SCIENCE APPLICATIONS INTERNATIONAL CORPORATION Common Stock is assigned short-term Ba1 & long-term Ba1 estimated rating. SCIENCE APPLICATIONS INTERNATIONAL CORPORATION Common Stock prediction model is evaluated with Modular Neural Network (Market Volatility Analysis) and Independent T-Test1,2,3,4 and it is concluded that the SAIC stock is predictable in the short/long term. According to price forecasts for (n+16 weeks) period, the dominant strategy among neural network is: Buy

SAIC SCIENCE APPLICATIONS INTERNATIONAL CORPORATION Common Stock Financial Analysis*

Rating Short-Term Long-Term Senior
Outlook*Ba1Ba1
Income StatementBaa2Baa2
Balance SheetB3Baa2
Leverage RatiosBaa2Baa2
Cash FlowBa1Caa2
Rates of Return and ProfitabilityBaa2Baa2

*Financial analysis is the process of evaluating a company's financial performance and position by neural network. It involves reviewing the company's financial statements, including the balance sheet, income statement, and cash flow statement, as well as other financial reports and documents.
How does neural network examine financial reports and understand financial state of the company?

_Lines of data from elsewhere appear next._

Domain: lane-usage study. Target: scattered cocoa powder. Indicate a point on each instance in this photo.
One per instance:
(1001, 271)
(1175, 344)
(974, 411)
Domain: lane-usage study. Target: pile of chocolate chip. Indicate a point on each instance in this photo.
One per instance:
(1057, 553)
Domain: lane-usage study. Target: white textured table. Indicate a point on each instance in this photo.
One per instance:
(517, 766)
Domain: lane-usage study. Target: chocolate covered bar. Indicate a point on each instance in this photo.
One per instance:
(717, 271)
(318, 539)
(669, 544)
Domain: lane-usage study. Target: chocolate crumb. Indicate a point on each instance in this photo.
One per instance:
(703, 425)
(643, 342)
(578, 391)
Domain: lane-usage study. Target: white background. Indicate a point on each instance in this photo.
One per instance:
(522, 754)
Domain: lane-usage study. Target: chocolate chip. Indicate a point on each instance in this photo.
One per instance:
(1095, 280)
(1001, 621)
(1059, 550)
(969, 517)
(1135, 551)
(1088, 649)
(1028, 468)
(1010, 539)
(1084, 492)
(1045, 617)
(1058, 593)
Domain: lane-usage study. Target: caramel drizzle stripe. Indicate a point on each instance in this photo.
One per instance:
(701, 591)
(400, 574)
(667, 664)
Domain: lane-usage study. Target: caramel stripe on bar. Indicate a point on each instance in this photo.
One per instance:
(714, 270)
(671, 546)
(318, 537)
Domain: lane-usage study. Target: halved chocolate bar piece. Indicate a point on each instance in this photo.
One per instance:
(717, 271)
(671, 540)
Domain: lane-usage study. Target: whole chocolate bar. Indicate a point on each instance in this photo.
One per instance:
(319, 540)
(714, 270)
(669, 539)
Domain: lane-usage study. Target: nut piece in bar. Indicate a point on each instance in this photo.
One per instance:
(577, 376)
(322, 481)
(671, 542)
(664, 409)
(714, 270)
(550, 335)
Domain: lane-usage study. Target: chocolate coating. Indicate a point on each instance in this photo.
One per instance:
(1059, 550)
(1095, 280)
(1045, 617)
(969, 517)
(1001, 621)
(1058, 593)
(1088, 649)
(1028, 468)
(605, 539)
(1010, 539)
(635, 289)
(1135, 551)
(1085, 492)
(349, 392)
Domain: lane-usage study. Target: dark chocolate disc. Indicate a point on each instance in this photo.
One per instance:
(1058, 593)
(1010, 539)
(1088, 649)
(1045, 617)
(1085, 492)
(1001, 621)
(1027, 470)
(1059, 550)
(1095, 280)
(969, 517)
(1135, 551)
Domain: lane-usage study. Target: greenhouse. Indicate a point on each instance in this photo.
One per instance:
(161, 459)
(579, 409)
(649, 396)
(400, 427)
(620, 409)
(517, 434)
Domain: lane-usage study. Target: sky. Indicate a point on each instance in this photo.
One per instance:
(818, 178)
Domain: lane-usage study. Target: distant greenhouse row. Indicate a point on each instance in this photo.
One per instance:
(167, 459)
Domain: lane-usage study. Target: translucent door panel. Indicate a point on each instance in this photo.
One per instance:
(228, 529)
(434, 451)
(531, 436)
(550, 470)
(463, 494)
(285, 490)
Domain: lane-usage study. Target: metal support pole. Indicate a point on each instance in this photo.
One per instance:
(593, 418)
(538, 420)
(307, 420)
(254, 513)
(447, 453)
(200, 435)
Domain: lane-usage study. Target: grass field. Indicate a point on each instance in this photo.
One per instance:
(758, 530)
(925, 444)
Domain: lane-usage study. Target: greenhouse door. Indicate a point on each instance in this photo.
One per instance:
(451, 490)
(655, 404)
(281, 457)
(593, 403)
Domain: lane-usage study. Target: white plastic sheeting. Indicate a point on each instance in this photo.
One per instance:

Prediction Confidence Score

Trust metric by Neural Network: 74 out of 100 with 535 signals.

References

  1. J. Peters, S. Vijayakumar, and S. Schaal. Natural actor-critic. In Proceedings of the Sixteenth European Conference on Machine Learning, pages 280–291, 2005.
  2. R. Rockafellar and S. Uryasev. Optimization of conditional value-at-risk. Journal of Risk, 2:21–42, 2000.
  3. Bickel P, Klaassen C, Ritov Y, Wellner J. 1998. Efficient and Adaptive Estimation for Semiparametric Models. Berlin: Springer
  4. uyer, S. Whiteson, B. Bakker, and N. A. Vlassis. Multiagent reinforcement learning for urban traffic control using coordination graphs. In Machine Learning and Knowledge Discovery in Databases, European Conference, ECML/PKDD 2008, Antwerp, Belgium, September 15-19, 2008, Proceedings, Part I, pages 656–671, 2008.
  5. Bai J. 2003. Inferential theory for factor models of large dimensions. Econometrica 71:135–71
  6. Breusch, T. S. A. R. Pagan (1979), "A simple test for heteroskedasticity and random coefficient variation," Econometrica, 47, 1287–1294.
  7. Athey S. 2017. Beyond prediction: using big data for policy problems. Science 355:483–85
Frequently Asked QuestionsQ: What is the prediction methodology for SAIC stock?
A: SAIC stock prediction methodology: We evaluate the prediction models Modular Neural Network (Market Volatility Analysis) and Independent T-Test
Q: Is SAIC stock a buy or sell?
A: The dominant strategy among neural network is to Buy SAIC Stock.
Q: Is SCIENCE APPLICATIONS INTERNATIONAL CORPORATION Common Stock stock a good investment?
A: The consensus rating for SCIENCE APPLICATIONS INTERNATIONAL CORPORATION Common Stock is Buy and is assigned short-term Ba1 & long-term Ba1 estimated rating.
Q: What is the consensus rating of SAIC stock?
A: The consensus rating for SAIC is Buy.
Q: What is the prediction period for SAIC stock?